Defendants Warren and Peshek would not lose their immunity by “conspiring” with other officials whose acts may not be quasi-judicial. An official performing quasi-judicial acts is immune regardless of his motives. See Kalec v. Adamowski, supra; Marlowe v. Coakley, 404 F.2d 70 (9th Cir. 1968); Eaton v. Bibb, 217 F.2d 446 (7th Cir. 1954); Cawley v. Warren, 216 F.2d 74 (7th Cir. 1954).
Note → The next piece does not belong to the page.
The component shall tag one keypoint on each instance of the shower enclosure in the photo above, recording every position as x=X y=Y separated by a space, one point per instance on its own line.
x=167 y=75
Therefore a conspiratorial motive or intent cannot make him liable. Hoffman v. Halden, supra, 268 *858F.2d at 301. Nor can acts done by defendants Warren and Peshek, which come within the immunity principle be used as a basis for recovery of damages from defendants Krusche and Younk, alleged to have conspired with Warren and Peshek. Id.

The motion to dismiss for failure to state a claim upon which relief can be granted is hereby granted.

. All of these proceedings were terminated in favor of the plaintiffs in this action. Plaintiffs allege in their complaint here that the proceedings were instituted “without probable cause,” and that plaintiffs had workmen’s compensation insurance during the time in question.

. The allegations with respect to the Fifth Amendment are immaterial in this action against officers of state, rather than federal, government.

. Although I take judicial notice of the proceedings in the Wisconsin court, I do not rely on the truth or falsity of any affidavits contained in the record of those proceedings. I merely note that that record includes a communication from the Industrial Commission to the Attorney General, requesting him to commence the action.